The Holodomor, meaning “murder by hunger”, was a specific part of the larger Soviet famine that took place in the Ukrainian SSR from 1932-1933. The number of deaths ranged from 2.6 to 10 million with a death rate at about 25,000 a day, more than half being children. The exact reason or cause of this terrible famine is still debatable, but Joseph Stalin has been held accountable by many. Stalin’s harsh policies such as collectivization and the liquidation of the kulaks were targeted towards the Ukrainians and played a large role in the famine. So, was the Holodomor actually a genocide?The First Plan (1928-1933) was the beginning of Stalin’s infamous Five Year Plans to help revive the Soviet Union‘s economy. Stalin wished to rapidly industrialize the USSR to keep up with the other nations. He set up unrealistic quotas that farmers and factories were required achieve. Those who were able to achieve the impossible were rewarded-- and those who couldn’t would be ultimately punished. Families began to have difficulties feeding themselves since a great majority of their harvests went to the government to feed industrial workers. In late 1932, production quotas grew by 44% in the Ukrainian SSR and starvation began to spread and famine grew near.
During The First Plan, Stalin was unsatisfied with individual production which then led to collectivization. Collectivization is where all individual land and livestock were to be given up to the state and farmers were to be put into collective farms. About 20% of peasant households were supposed to be collectivized, yet it was set to 30% in Ukraine. The peasants highly disapproved of this policy since it seemed like a revival of serfdom. Many resisted by slaughtering all of their livestock or scorching their lands. Their continuous resistance led Stalin to launch the liquidation of the kulaks in 1929. During the dekulakization, peasants were either shot, imprisoned, exiled to Siberia, or evicted then sent to the gulag.
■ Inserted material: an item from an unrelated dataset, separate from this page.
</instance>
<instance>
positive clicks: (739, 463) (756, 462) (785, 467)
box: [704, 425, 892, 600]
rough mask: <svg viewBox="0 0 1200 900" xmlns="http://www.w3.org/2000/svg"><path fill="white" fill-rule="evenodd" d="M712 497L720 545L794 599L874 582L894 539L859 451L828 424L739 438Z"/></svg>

As collectivization continued in Ukraine, starvation began to advance. Stalin sent troops to the home of many to confiscate any hidden grain or food matter. Villagers would attempt to save their food by burying them into deep pits or trade valuables for a small sack of millet. “Large numbers of adult peasants and orphaned children moved to the cities, attracted by food rations” (Khlevniuk 54). By the Law of Spikelets, even gleaning was criminalized. Many diseases such as smallpox, relapsing fever, typhoid fever, and malaria took a toll along with the famine. Thousands of Ukrainians suffered as dead bodies were scattered all over villages. Some even desperately turned to cannibalism. Stalin also secured Ukraine’s perimeters so that no person would be able to escape in the search of food or for help.